On the eve of trial, January 3, 2020, Allergan, the parent company of Warner Chilcott and Watson Pharmaceuticals, agreed to a settlement with the Third-Party Payor Class Plaintiffs with respect to Loestrin 24 FE (“Loestrin”), a top-selling birth control drug, for a total $62.5 million, rather than face trial over antitrust claims that the company colluded with would-be generic manufacturers, Watson and Lupin Pharmaceuticals, to delay lower-priced generic versions of Loestrin. The End-Payors previously settled with Lupin Pharmaceuticals for $1 million, which settlement received preliminary approval on December 21, 2019. On September 1, 2020 Judge William E. Smith for the United States District Court of Rhode Island granted final approval of a total settlement of $63.5 million for a certified class of Third-Party Payors or “end payors,” out of a total settlement of $183.5 million for all plaintiff parties.
Cohen Milstein was appointed Co-Lead Counsel and represented the certified class of Third-Party-Payors or “end payors.”
Filed on October 3, 2013 the lawsuit alleges that Warner entered into agreements with Lupin and Watson to delay the market entry of a generic version. Through these settlements, Warner sought to delay competition in order to artificially inflate its prices. The district court initially dismissed plaintiffs’ claims, on the grounds that the alleged payment at issue was not in the form of cash, based on its assessment of the Supreme Court’s ruling in FTC v. Actavis, a similar pay-for-delay lawsuit.

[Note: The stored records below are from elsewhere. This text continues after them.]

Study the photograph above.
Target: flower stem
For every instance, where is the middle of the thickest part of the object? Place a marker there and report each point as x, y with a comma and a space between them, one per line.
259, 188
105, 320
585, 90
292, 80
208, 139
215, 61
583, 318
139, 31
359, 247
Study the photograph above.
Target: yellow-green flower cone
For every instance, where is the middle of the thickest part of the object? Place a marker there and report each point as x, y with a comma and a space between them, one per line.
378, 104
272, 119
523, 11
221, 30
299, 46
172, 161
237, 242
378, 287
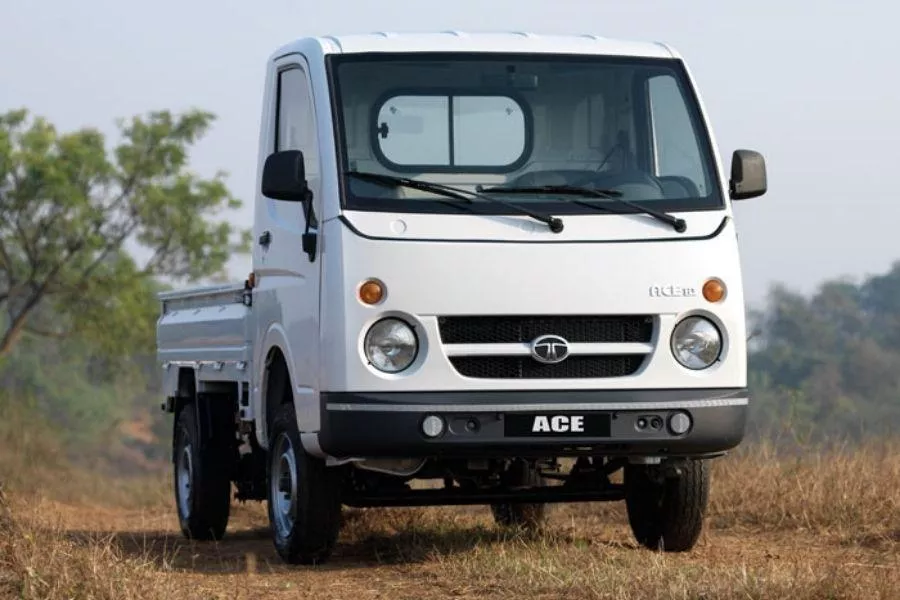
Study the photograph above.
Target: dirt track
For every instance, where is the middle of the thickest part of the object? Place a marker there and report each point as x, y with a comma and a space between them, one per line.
457, 552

In February 2016 the U.S. Court of Appeals for the First Circuit found that the lower court’s assessment of the U.S. Supreme Court’s ruling of FTC v. Actavis was too strict, and that non-cash reverse payments, potentially including licensing deals and agreements, should also be assessed. This appellate ruling enabled Loestrin purchasers to file amended complaints in the district court in May 2016.
On remand, the District Court denied Defendants’ motion to dismiss. In addition to plaintiffs’ pay-for-delay allegations, Judge Smith’s August 2017 ruling allowed the plaintiffs’ claim that there was so-called Walker Process fraud in how Warner secured the patent that allowed it to keep its branded exclusivity. The suits claim that, among other things, Warner withheld from the U.S. Patent and Trademark Office a study that either wasn’t sufficient or would have proved the drug had been in public use for a year, meaning it was not patent eligible.
Judge Smith also allowed plaintiffs “product hopping” antitrust claims, which allege that Warner took a successful drug off the market to replace it with a reformulated version, forcing patients to switch to the new formulation in order to avoid competition as to its previous formulation of the drug.
On September 17, 2019, Judge Smith granted Plaintiffs’ Motion for Class Certification of a class of Third-Payor Payors. The motion was hotly contested following the First Circuit’s decision reversing certification in a similar pay-for-delay case involving end-payors and the drug Asacol.
On December 21, 2019 Judge Smith granted preliminary approval of a $1 million settlement between Lupin Pharmaceuticals Inc. and End-Payors. Trial against the remaining defendant, Warner Chilcott, was scheduled for January 2020 before the parties reached an eve-of-trial settlement agreement.